Seo-ah laid back down and reopened the book. This time, she read slower.
The conversations between Ha-joon and the lead girl weren't grand or lyrical—they were laced with quiet understanding. Comfort in silence. She realized it wasn't the actions alone that made him feel like a green flag. It was the way he never forced his way in. He didn't ask to be let into her world. He just waited by the door with an umbrella.
By chapter ten, Seo-ah found herself rereading a particular line:
"Some hearts don't need rescuing. They just need to be held right."
She stared at those words like they held a key to something she hadn't known she was missing.

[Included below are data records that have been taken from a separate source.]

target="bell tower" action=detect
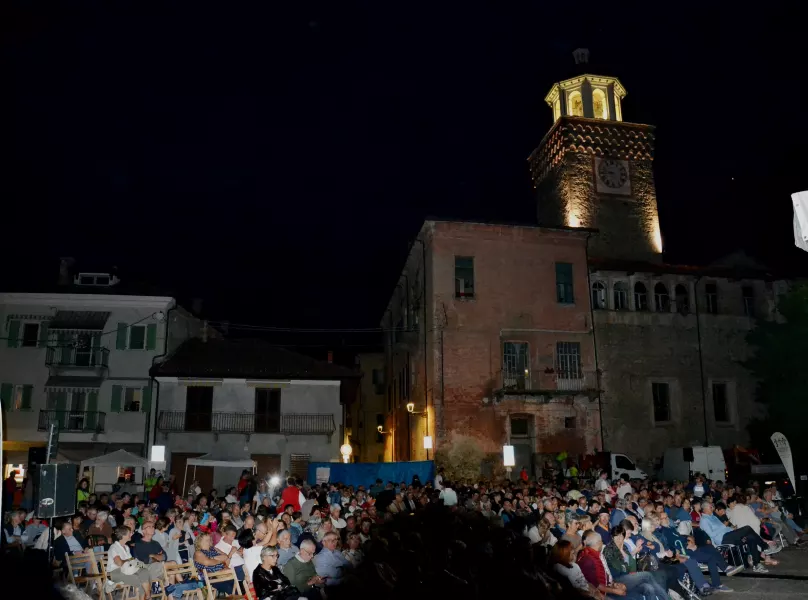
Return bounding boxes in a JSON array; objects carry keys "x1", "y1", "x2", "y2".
[{"x1": 528, "y1": 48, "x2": 662, "y2": 262}]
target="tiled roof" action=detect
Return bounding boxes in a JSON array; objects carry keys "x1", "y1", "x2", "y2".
[{"x1": 150, "y1": 338, "x2": 360, "y2": 379}]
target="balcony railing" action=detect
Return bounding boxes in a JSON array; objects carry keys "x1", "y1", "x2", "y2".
[
  {"x1": 498, "y1": 369, "x2": 598, "y2": 394},
  {"x1": 45, "y1": 346, "x2": 109, "y2": 369},
  {"x1": 37, "y1": 410, "x2": 106, "y2": 433},
  {"x1": 157, "y1": 410, "x2": 337, "y2": 435}
]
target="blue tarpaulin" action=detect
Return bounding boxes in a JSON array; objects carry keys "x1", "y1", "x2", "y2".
[{"x1": 306, "y1": 460, "x2": 435, "y2": 489}]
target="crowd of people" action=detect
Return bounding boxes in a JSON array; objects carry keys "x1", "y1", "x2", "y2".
[{"x1": 3, "y1": 470, "x2": 806, "y2": 600}]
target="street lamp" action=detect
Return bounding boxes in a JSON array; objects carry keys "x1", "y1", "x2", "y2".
[
  {"x1": 502, "y1": 445, "x2": 516, "y2": 479},
  {"x1": 339, "y1": 444, "x2": 353, "y2": 464}
]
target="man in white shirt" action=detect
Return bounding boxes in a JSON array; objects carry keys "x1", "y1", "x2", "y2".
[
  {"x1": 216, "y1": 525, "x2": 244, "y2": 581},
  {"x1": 440, "y1": 481, "x2": 457, "y2": 506},
  {"x1": 435, "y1": 468, "x2": 443, "y2": 490}
]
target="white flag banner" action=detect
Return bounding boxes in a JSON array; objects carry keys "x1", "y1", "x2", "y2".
[{"x1": 772, "y1": 431, "x2": 797, "y2": 492}]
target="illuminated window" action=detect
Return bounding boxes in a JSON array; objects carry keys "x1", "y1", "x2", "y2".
[
  {"x1": 634, "y1": 281, "x2": 648, "y2": 310},
  {"x1": 676, "y1": 283, "x2": 690, "y2": 315},
  {"x1": 614, "y1": 281, "x2": 628, "y2": 310},
  {"x1": 592, "y1": 281, "x2": 606, "y2": 308},
  {"x1": 568, "y1": 92, "x2": 584, "y2": 117},
  {"x1": 592, "y1": 90, "x2": 609, "y2": 119},
  {"x1": 654, "y1": 282, "x2": 671, "y2": 312}
]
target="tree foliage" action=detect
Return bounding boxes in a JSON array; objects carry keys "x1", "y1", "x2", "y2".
[
  {"x1": 435, "y1": 434, "x2": 485, "y2": 481},
  {"x1": 745, "y1": 284, "x2": 808, "y2": 456}
]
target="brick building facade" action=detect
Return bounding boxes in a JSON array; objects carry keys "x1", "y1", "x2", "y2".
[{"x1": 382, "y1": 50, "x2": 787, "y2": 466}]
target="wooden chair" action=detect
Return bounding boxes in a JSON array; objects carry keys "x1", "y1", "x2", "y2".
[
  {"x1": 163, "y1": 562, "x2": 203, "y2": 600},
  {"x1": 93, "y1": 551, "x2": 138, "y2": 600},
  {"x1": 204, "y1": 569, "x2": 249, "y2": 600},
  {"x1": 65, "y1": 548, "x2": 104, "y2": 600}
]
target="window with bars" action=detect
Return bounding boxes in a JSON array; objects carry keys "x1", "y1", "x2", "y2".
[
  {"x1": 556, "y1": 263, "x2": 575, "y2": 304},
  {"x1": 502, "y1": 342, "x2": 530, "y2": 390},
  {"x1": 592, "y1": 281, "x2": 606, "y2": 309},
  {"x1": 556, "y1": 342, "x2": 583, "y2": 379},
  {"x1": 741, "y1": 285, "x2": 755, "y2": 317},
  {"x1": 713, "y1": 382, "x2": 731, "y2": 423},
  {"x1": 704, "y1": 283, "x2": 718, "y2": 315},
  {"x1": 455, "y1": 256, "x2": 474, "y2": 298},
  {"x1": 651, "y1": 381, "x2": 671, "y2": 423}
]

The next night, she read four more chapters. Then another three. She told herself she was analyzing character arcs. That it was just research for her own writing. But when she cried at chapter sixteen, she didn't pretend anymore.
Ha-joon was fiction.
But he reminded her of the version of herself she used to believe in—one where softness wasn't weakness, where people could love gently without asking for pieces of you in return.
Then came the twist.
The girl chose Min-woo. The ex who ghosted her. The one who broke promises, said sorry with flowers, and showed up conveniently during emotional collapses.
Seo-ah closed the book.
She sat in silence.
Ji-won walked in five minutes later with a smug smile that vanished the moment she saw her face. "Oh no. You finished it."
Seo-ah looked up. Her voice cracked. "How could she walk away from a man like that?"
Ji-won sat beside her slowly. "I asked myself the same thing."
"She left kindness. For chaos."
"I think… Some girls don't know what to do with gentle love. They're so used to bracing for impact, they think calm is boring."
Seo-ah didn't answer.
She thought of Han-jin. The way he'd confuse her with silence, then love-bomb her the next day. The way she thought being chosen meant being loved. The way she used to call his possessiveness passion.
But Ha-joon… he was steady.
Like a lighthouse.
And she'd never once imagined herself worth someone like that.
Until now.
"Why'd you really make me read this?" Seo-ah asked.
Ji-won smiled sadly. "Because I think you deserve someone who brings you gloves before the snow starts falling."